Will Box Y Remain in Equilibrium?

[aerograce]

Homework Statement

A 8-kg homogeneous box X is resting against another 20-kg homogeneous box Y at
an angle such that its diagonal BC is horizontal as shown in Figure Q1. The angle
of static friction between box X and the floor is 45° and that between box Y and the
floor is 30°. Treat the contact surface between the two boxes as smooth. For
practical simplicity, use g = 10 m/s2.
Figure: View the attachment

(a) Determine whether box X is in equilibrium.
(3 marks)
(b) Determine whether box Y is in equilibrium with respect to sliding along the floor
and rotation about the corner A.
(4 marks)

Homework Equations

$\mu$=$\frac{F}{N}$;
Tan$\alpha$=$\mu$

The Attempt at a Solution

Solving for Question b:
Identify that Box X is a three force body, and if it has to reach equilibrium state, the three forces have to pass through the center of mass. Draw a reaction force R(A) from the bottom of box X to its center of mass. Based on calculation, the angle formed by the R(A) with respect to the ground is 48.2°, which is more than the angle of static friction, and hence Box X is not equilibrium.

My problem is that, when I went to analyze Box Y, I cannot get sufficient values to analyse it as Box X is not at equilibrium and hence the normal contact force between them cannot be calculated.

Any thoughts?
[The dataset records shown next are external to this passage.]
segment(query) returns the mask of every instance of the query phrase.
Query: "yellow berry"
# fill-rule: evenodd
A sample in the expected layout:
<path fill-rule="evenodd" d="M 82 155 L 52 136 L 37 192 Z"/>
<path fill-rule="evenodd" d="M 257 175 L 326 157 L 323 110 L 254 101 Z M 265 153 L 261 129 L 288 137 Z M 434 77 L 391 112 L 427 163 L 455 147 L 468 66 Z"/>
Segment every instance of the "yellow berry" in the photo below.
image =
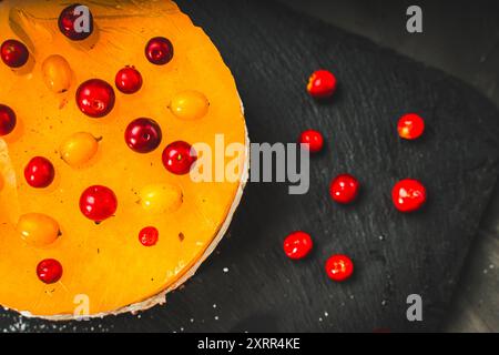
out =
<path fill-rule="evenodd" d="M 147 185 L 140 192 L 141 206 L 152 214 L 176 211 L 183 202 L 182 191 L 174 184 Z"/>
<path fill-rule="evenodd" d="M 61 145 L 61 158 L 70 166 L 80 166 L 89 162 L 99 150 L 99 140 L 86 132 L 71 135 Z"/>
<path fill-rule="evenodd" d="M 61 93 L 71 87 L 71 68 L 61 55 L 48 57 L 42 63 L 42 73 L 47 88 L 53 92 Z"/>
<path fill-rule="evenodd" d="M 19 219 L 17 231 L 29 245 L 47 246 L 61 235 L 59 223 L 41 213 L 28 213 Z"/>
<path fill-rule="evenodd" d="M 198 120 L 206 115 L 210 102 L 198 91 L 187 90 L 173 97 L 170 110 L 179 119 Z"/>

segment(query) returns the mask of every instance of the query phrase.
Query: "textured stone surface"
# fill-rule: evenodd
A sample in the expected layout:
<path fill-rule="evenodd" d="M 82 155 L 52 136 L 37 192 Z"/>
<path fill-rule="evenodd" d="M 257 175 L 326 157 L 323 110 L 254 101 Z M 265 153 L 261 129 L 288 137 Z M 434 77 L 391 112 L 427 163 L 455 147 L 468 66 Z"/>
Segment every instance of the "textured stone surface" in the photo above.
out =
<path fill-rule="evenodd" d="M 314 156 L 310 191 L 249 184 L 231 235 L 169 304 L 90 323 L 19 321 L 29 331 L 432 331 L 446 314 L 498 173 L 498 112 L 461 82 L 371 42 L 294 14 L 269 1 L 179 1 L 212 37 L 236 78 L 254 142 L 294 142 L 306 128 L 327 138 Z M 308 74 L 332 69 L 337 95 L 317 104 Z M 400 142 L 397 118 L 417 111 L 428 130 Z M 358 203 L 330 202 L 329 180 L 350 172 Z M 421 180 L 427 206 L 403 215 L 390 202 L 398 179 Z M 282 252 L 293 230 L 316 248 L 293 263 Z M 383 236 L 383 237 L 380 237 Z M 347 253 L 355 277 L 332 283 L 324 262 Z M 224 268 L 228 272 L 224 272 Z M 406 320 L 406 297 L 424 300 L 421 323 Z"/>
Thank you so much!

 

[tiny-tim]

hi aerograce!

Based on calculation, the angle formed by the R(A) with respect to the ground is 48.2°, which is more than the angle of static friction, and hence Box X is not equilibrium.

isn't it the other way round?

if the angle from the ground was 90°, that would be ok wouldn't it?

 

[aerograce]

hi aerograce!


isn't it the other way round?

if the angle from the ground was 90°, that would be ok wouldn't it?
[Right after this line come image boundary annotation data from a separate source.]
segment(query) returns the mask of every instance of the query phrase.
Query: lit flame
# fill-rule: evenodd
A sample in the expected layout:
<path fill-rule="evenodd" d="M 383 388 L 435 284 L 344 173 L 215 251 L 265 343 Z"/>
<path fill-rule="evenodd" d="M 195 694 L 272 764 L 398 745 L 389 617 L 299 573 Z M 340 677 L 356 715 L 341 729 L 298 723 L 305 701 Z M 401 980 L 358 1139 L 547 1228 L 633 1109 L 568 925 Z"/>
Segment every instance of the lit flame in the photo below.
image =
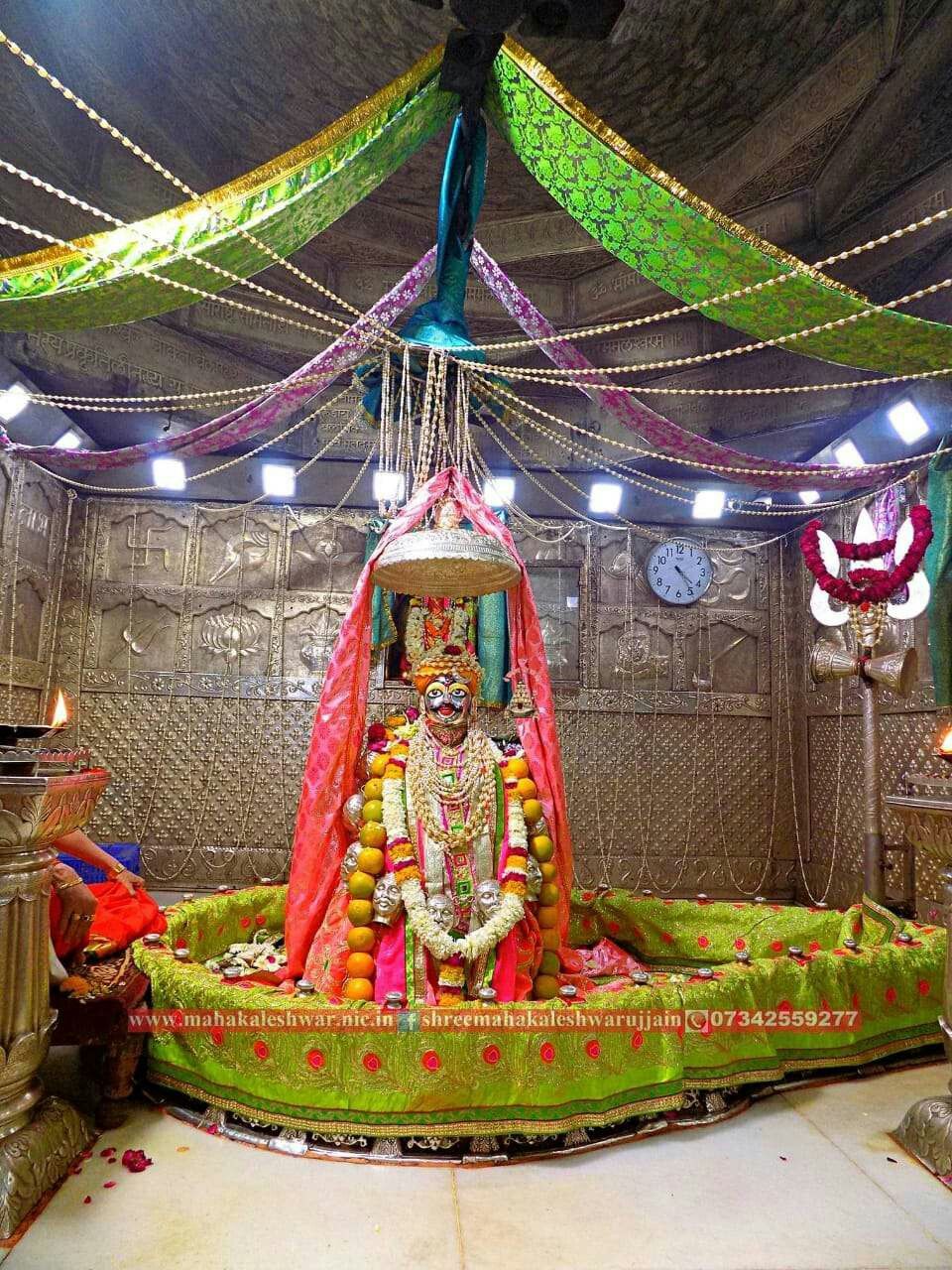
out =
<path fill-rule="evenodd" d="M 56 693 L 56 705 L 53 706 L 53 718 L 50 723 L 50 726 L 62 728 L 62 725 L 69 720 L 69 718 L 70 718 L 70 709 L 66 705 L 66 697 L 62 693 L 62 688 L 60 688 Z"/>

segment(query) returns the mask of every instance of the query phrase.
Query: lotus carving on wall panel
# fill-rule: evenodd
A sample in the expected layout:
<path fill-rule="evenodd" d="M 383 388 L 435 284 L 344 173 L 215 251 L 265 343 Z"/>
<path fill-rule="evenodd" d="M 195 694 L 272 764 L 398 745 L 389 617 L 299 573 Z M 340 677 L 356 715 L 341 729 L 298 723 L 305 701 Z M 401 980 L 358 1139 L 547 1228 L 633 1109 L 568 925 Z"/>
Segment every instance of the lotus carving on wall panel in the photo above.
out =
<path fill-rule="evenodd" d="M 241 613 L 212 613 L 202 624 L 198 643 L 213 657 L 223 658 L 227 665 L 261 652 L 261 630 L 254 618 Z"/>

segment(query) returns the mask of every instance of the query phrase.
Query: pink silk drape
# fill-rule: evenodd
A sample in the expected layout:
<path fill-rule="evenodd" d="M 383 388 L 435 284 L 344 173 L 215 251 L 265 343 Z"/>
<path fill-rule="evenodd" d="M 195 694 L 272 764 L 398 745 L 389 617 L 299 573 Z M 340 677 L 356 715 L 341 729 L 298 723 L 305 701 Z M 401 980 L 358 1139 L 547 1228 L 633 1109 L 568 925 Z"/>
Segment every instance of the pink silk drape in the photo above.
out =
<path fill-rule="evenodd" d="M 472 526 L 503 542 L 519 564 L 519 582 L 508 593 L 513 665 L 523 672 L 536 698 L 536 716 L 518 721 L 519 739 L 556 842 L 560 888 L 560 935 L 566 944 L 572 851 L 565 804 L 562 763 L 555 721 L 542 629 L 526 565 L 513 537 L 490 512 L 468 480 L 454 467 L 433 476 L 391 521 L 360 573 L 338 643 L 327 665 L 314 719 L 311 747 L 294 827 L 284 936 L 286 974 L 298 978 L 327 906 L 340 885 L 340 862 L 347 848 L 341 806 L 358 784 L 357 763 L 363 747 L 371 669 L 371 601 L 373 568 L 395 538 L 409 533 L 443 495 L 452 495 Z"/>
Hello! Could you attempt this problem? I recalculate my forces and found box X still not in equilibrium. The required minimum angle of friction is 53.2 degrees, which is more than angle of the static friction provided. Hence box X will not be in equilibrium.

My friend looks at this problem another way:
He takes moments of Box X about the point where it touches the ground, which gives him the reaction forces between two boxes. And this reaction force is 71N, which is less than the maximum static friction here(80N), hence it is in equilibrium. And my question is, if reaction force is 71N, the static friction force will be 71N as well. And the three forces will definitely not converge at one single point(according to geometry).

Sorry I am very confused now and I am looking for your help:) Thanks a million!

 

[tiny-tim]

hello aerograce!

My friend looks at this problem another way:
He takes moments of Box X about the point where it touches the ground, which gives him the reaction forces between two boxes. And this reaction force is 71N, which is less than the maximum static friction here(80N), hence it is in equilibrium. And my question is, if reaction force is 71N, the static friction force will be 71N as well. And the three forces will definitely not converge at one single point(according to geometry).

yes they do converge

the three forces are the horizontal reaction force at B, the weight, and the reaction force from the ground

the first two forces obviously go through the centre of mass

the third force (which is mg down and 71 N horizontally) also goes through the centre of mass

 

[Nickie]

I would suggest looking at the forces acting on Box Y individually. The normal force between Box Y and the floor can be calculated using the weight of Box Y and the angle of static friction between Box Y and the floor. This normal force can then be used to calculate the maximum possible frictional force between Box Y and the floor using the equation \mu=\frac{F}{N}. If this maximum frictional force is greater than the force acting on Box Y due to Box X, then Box Y is in equilibrium. However, if the maximum frictional force is less than the force acting on Box Y due to Box X, then Box Y is not in equilibrium and will experience sliding and/or rotation. This analysis can be repeated for different angles of rotation and the maximum frictional force can be compared to the force acting on Box Y due to Box X to determine the range of angles at which Box Y will be in equilibrium.